Three weeks earlier, 20 or more family members had gathered at the Correa home in Manchester to watch the WNBA Draft, with Leilani Correa selected in the third round, part of an Indiana Fever rookie class that includes No. 1 pick overall Caitlin Clark.

And on Monday, Candace Correa, her husband, Josh, and their three boys were in Gainesville, Florida for their daughter’s graduation from the University of Florida, before the 6-0 guard quickly headed back to the Fever’s preseason training camp, hoping to complete the next step in her rise to the highest level of the sport.

To say it’s been a whirlwind would be an understatement.

“It’s been incredible. Nerve-wracking, stressful, but a lot of fun,” Candace Correa said this week. “I was happy she was able to get to graduation and walk because she put in a lot of time and hard work to get to this point.

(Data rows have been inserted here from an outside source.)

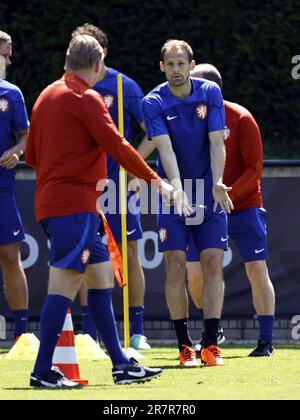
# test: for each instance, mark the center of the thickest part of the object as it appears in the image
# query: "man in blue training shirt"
(13, 119)
(185, 119)
(132, 96)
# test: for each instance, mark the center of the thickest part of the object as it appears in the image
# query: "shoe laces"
(187, 352)
(215, 351)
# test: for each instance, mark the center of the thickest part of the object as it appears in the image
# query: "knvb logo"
(296, 328)
(2, 328)
(296, 68)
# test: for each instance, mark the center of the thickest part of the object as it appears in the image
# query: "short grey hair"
(84, 52)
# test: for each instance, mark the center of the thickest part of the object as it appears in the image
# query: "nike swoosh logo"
(130, 232)
(139, 374)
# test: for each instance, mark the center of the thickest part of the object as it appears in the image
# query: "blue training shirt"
(187, 122)
(132, 102)
(13, 118)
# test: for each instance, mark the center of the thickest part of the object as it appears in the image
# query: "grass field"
(241, 378)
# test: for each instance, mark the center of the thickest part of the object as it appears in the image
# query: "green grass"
(241, 378)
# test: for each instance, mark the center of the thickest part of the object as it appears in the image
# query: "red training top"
(244, 157)
(70, 131)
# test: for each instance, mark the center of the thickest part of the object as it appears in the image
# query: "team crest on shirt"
(163, 235)
(4, 105)
(109, 101)
(201, 111)
(226, 133)
(85, 256)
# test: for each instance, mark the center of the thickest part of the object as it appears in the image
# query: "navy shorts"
(75, 241)
(174, 233)
(11, 229)
(248, 230)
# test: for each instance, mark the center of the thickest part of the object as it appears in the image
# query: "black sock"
(183, 336)
(211, 332)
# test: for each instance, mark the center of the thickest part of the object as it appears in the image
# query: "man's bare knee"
(176, 266)
(99, 276)
(212, 263)
(257, 270)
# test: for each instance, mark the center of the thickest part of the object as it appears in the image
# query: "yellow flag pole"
(123, 201)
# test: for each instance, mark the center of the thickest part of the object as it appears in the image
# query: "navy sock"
(100, 304)
(88, 326)
(182, 333)
(136, 315)
(20, 321)
(52, 320)
(211, 332)
(266, 324)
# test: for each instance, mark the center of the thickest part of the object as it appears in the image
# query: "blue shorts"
(11, 229)
(133, 218)
(174, 234)
(75, 241)
(248, 230)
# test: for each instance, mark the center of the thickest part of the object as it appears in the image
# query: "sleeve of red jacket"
(102, 128)
(252, 154)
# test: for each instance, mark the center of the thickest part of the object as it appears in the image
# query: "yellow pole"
(123, 202)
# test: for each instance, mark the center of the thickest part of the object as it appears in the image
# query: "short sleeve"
(153, 118)
(216, 112)
(20, 117)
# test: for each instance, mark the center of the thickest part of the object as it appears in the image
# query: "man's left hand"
(9, 159)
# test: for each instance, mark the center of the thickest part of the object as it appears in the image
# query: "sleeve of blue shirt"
(216, 113)
(19, 117)
(153, 117)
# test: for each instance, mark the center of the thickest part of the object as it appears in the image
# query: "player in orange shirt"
(70, 132)
(246, 223)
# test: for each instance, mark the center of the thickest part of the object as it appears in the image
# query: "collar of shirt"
(70, 77)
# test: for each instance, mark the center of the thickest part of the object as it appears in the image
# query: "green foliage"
(252, 43)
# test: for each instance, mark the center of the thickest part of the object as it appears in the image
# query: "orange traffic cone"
(65, 356)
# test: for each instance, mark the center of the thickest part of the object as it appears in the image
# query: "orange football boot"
(211, 356)
(188, 357)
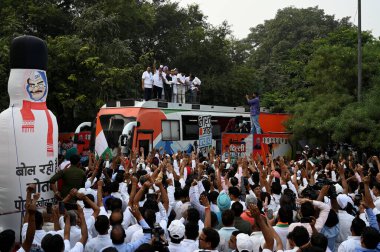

It’s the culmination of countless miles spent in a car heading to high school gyms and AAU showcases, before a stellar college career that saw her star for three seasons at St. John’s, before two seasons at Florida that included being named the SEC’s Sixth Woman of the Year in 2024, while leading the league in scoring during conference play.

Now it’s a matter of securing one of the 12 roster spots available with the Fever, with the final cutdown set for May 13.

“I am blessed and thankful for the opportunity, but we’re not done yet,” Leilani Correa said at a press conference in Indiana last week. “They were telling me, ‘you made it.’ And I’m like. ‘I still have to make the team.’ We’re not there yet, but we’re working for it.”

The Correa family at the University of Florida graduation on May 6, 2024. From left-to-right: J.J.; Candace; Leilani; Josh, Isaac; and Zeke.
The Correa family at the University of Florida graduation on May 6, 2024. From left-to-right: J.J.; Candace; Leilani; Josh, Isaac; and Zeke.

The Fever play their final preseason game Thursday night against the Atlanta Dream at Gainbridge Fieldhouse in Indianapolis, with the game available via streaming on WNBA League Pass. The regular season opens on May 14 against the Connecticut Sun in Uncasville, Connecticut, with a game against the New York Liberty in Brooklyn on May 18.

Opportunity of a lifetime

It was an emotional roller coaster ride on April 15 as the WNBA Draft played out, with Correa a big part of the conversation in draft rooms around the league after topping the 2,000-point plateau during her college career, averaging 16.9 points this past season for the Gators.

“I was definitely very nervous all day leading up to it,” said Correa, who played three seasons at Rutgers Prep before teaming with Destiny Adams to lead Manchester to the 2019 Shore Conference and NJSIAA Group 2 titles.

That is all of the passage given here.